Gross domestic product declined 0.2 percent in the three months through June from the same period last year, its 24th straight contraction, after dropping a revised 1.1 percent in the previous quarter, the Hellenic Statistical Authority (ELSTAT) said.
The contraction is the smallest since the third quarter of 2008 and beats the median estimate of a 0.5 percent drop in a Bloomberg survey.
“We’ve had a long-term positive trend,” said Christian Schulz, senior European economist at Berenberg Bank in London. “Whether the confidence can be strong enough to push Greece back into strong growth just yet is open to question. I think Greece will probably this year still have to rely on a positive tourist season.”
Analysts of Greek lender Eurobank said in a weekly report that the country’s economy is entering a period of long-term growth. Should Greece’s economy continue to produce primary surpluses, convergence with stronger European economies will occur.
Meanwhile, the Greek Finance ministry, central government budget had a 2.3 billion euro primary surplus in the first seven months of the year. The state budget deficit came in at 1.93 billion euros against a target of 3.36 billion.
Alpha Bank analysts predicted Wednesday the Greek primary surplus will exceed 2.9 billion euros at the end of 2014.
Release of 1-billion-euro loan tranche approved
Also Wednesday, the Euro Working Group approved the disbursement of another 1 billion euros in rescue loans to Greece with the money expected to be made available to Athens by Thursday.
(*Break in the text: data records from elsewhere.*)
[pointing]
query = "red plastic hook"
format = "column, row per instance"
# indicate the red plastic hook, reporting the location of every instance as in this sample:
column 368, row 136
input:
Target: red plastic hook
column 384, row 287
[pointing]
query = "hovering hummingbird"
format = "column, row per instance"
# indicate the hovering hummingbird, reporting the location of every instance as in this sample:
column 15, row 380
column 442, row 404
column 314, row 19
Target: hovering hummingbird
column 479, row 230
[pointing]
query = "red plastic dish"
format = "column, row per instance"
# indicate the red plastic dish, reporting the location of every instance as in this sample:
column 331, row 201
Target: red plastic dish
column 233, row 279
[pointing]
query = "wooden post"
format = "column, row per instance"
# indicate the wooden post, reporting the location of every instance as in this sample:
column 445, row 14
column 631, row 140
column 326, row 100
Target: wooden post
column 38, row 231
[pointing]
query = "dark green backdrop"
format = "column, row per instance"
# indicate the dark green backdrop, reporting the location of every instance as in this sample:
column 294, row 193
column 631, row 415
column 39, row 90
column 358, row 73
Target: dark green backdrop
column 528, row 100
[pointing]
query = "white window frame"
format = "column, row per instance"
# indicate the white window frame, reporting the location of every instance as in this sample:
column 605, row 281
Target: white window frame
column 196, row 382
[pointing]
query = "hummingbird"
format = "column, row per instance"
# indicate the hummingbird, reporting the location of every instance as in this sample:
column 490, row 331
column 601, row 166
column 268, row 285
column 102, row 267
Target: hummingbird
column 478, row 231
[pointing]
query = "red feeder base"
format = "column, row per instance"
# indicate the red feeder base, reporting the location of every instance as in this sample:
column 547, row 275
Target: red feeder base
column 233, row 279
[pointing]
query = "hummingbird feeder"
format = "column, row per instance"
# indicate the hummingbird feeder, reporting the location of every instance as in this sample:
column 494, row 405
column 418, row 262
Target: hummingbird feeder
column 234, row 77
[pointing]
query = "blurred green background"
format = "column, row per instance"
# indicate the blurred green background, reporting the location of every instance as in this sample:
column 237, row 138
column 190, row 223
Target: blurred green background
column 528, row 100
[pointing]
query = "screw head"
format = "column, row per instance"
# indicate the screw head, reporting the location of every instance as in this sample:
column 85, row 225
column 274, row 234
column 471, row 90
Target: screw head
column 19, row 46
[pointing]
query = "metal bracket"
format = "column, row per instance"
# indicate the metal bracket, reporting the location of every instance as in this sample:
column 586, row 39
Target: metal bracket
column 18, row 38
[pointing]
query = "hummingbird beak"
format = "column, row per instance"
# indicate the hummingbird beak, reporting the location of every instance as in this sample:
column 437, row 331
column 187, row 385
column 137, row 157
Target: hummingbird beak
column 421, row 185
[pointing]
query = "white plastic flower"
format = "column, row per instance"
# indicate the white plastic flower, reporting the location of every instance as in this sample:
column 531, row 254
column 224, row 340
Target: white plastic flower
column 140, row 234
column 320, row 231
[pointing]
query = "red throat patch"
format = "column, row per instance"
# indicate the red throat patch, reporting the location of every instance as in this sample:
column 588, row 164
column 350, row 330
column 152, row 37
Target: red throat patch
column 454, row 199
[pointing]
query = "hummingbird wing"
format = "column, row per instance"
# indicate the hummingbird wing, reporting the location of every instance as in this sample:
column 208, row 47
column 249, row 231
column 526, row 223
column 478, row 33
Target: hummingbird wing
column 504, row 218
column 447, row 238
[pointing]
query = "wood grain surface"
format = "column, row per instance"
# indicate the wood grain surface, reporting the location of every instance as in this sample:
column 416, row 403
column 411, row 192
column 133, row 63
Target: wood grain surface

The 1 billion euros is the last slice of a tranche of 8.3 billion euros approved at last April’s Eurogroup summit in Athens.
Another 1.8 billion euros in outstanding funds — from Greece’s second loan agreement with international creditors — remains to be disbursed, most likely in the fall following the troika’s next economic review.
Having received financial assistance from the European Financial Stability Facility of 141.8 billion euros, Greece is now closer to receiving the last of its rescue funds, thus making a series of audits carried out by the troika unnecessary.
Observers, however, maintain it is still unknown whether Greece will need additional financial support and therefore a new aid program after 2015 will be necessary.
German newspaper Frankfurter Allgemeine notes “Athens seems to forget that the primary surplus is only one of the prerequisites for further facilitations” hinting that the troika may still be around until 2016.